If there's a grip exercise I hate doing the most, it's the plate pinch. My thumb muscle almost cramps when doing these hard. It's important to use plates with a flat side like the original metal 45 lb plates. You can do these with one or two hands for time. Here's how:

  • Place two plates together with the smooth side facing out. From the top of the plates, pinch your fingers and thumb together with the plates wedged in between. Hold for time.

Plate Clamp Lift

This is not an exercise I use as I feel you develop this strength through lots of BJJ and no thumb gripping the pull-up bar. However, to strengthen your fingers, use this and the plate pinch for a potent combination. Here's how to do it:

  • Hold the edge of a small plate between your fingers and palm. Squeeze the plate and lift it off the floor, pausing before slowly returning to the floor.

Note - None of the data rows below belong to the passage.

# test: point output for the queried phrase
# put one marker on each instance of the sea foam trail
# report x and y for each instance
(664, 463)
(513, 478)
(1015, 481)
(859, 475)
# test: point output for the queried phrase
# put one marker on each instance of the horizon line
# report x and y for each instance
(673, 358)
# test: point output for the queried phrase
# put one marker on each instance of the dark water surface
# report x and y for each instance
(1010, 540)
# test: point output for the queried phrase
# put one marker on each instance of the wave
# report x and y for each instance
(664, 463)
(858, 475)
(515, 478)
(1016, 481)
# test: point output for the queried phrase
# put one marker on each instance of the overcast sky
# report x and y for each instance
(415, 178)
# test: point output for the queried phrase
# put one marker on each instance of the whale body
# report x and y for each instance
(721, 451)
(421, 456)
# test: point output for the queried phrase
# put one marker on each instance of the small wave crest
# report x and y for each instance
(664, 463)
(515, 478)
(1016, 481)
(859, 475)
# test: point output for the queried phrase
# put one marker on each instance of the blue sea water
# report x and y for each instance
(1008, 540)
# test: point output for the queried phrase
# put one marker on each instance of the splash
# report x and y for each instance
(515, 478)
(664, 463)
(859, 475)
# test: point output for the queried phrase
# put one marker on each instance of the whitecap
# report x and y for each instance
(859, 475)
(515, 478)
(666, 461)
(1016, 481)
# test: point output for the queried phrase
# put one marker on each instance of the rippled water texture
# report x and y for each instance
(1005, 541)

Best BJJ Grip Strength Workout

Day 1




A1) Double Overhead Deadlift

3 x 3

75-80% 1RM

B1) Fat Bar Deadlift

1 x 1

Small jumps to a heavy single)

C1) Towel Pull-Up

3 x Max reps


D1) Plate Pinch

2 x 20 sec


Day 2




A1) Sandbag Bearhug Carry

3 x 20-40 m (vary grips)


B1) Towel Barbell Curls

3 x 8-10


C1) Plate Clamp Lift

2 x 10


D1) Plate Pinch

2 x 20 sec


Best Grip Strengthener For Jiu Jitsu

Fat Gripz

I bought my Fat Gripz over a decade ago and still use them in most of my gym sessions. They easily store in your gym bag and can be added to the barbell, dumbbells, or cable attachments to target the grip and forearms.

They have three sizes, but the original blue model is perfect for most BJJ practitioners. The Fat Gripz Ones are suitable for females with smaller hands.

Expand Your Hands

You can't hammer your grip for long periods and expect no niggles or injuries. Your hands and forearms take a beating if you're training your grip, doing BJJ, and general tasks at home—especially your finger and wrist flexors.

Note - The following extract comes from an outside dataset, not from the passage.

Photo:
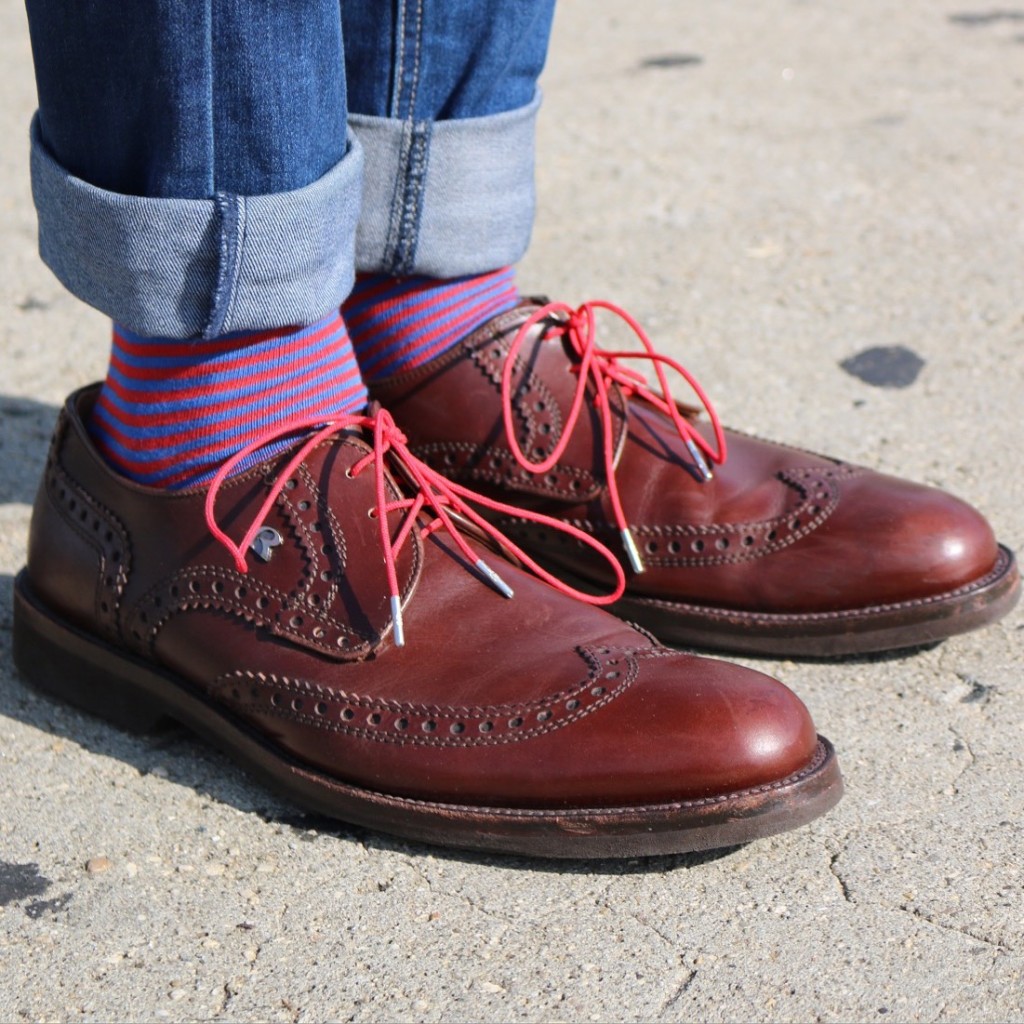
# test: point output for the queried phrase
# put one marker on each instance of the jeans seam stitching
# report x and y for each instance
(230, 216)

The IronMind Expand Your Hands Rubber Bands work the finger extensors, which get little to no love in the gym and on the mats. Do these for high reps, and you'll take care of your elbow and wrist pain.


Training your grip is a must for BJJ performance. But be careful with doing too much on top of the intense grip demands of BJJ. Less is more in this instance. Sometimes, it’s not about doing more grip work but reducing your injury risk by doing grip exercises like finger extensions to keep yourself healthy.


1. Fernandes Monteiro, L., Abian Vicen, J., Díaz Lara, F. J., & García García, J. M. (2014). Body composition, isometric hand grip, and explosive strength leg-similitarities and differences between novices and experts in an international competition of Brazilian jiu jiutsu.

2. Krings, B. M., Shepherd, B. D., Swain, J. C., Turner, A. J., Chander, H., Waldman, H. S., ... & Smith, J. W. (2019). Impact of Fat Grip Attachments on Muscular Strength and Neuromuscular Activation During Resistance Exercise. Journal of Strength and Conditioning Research.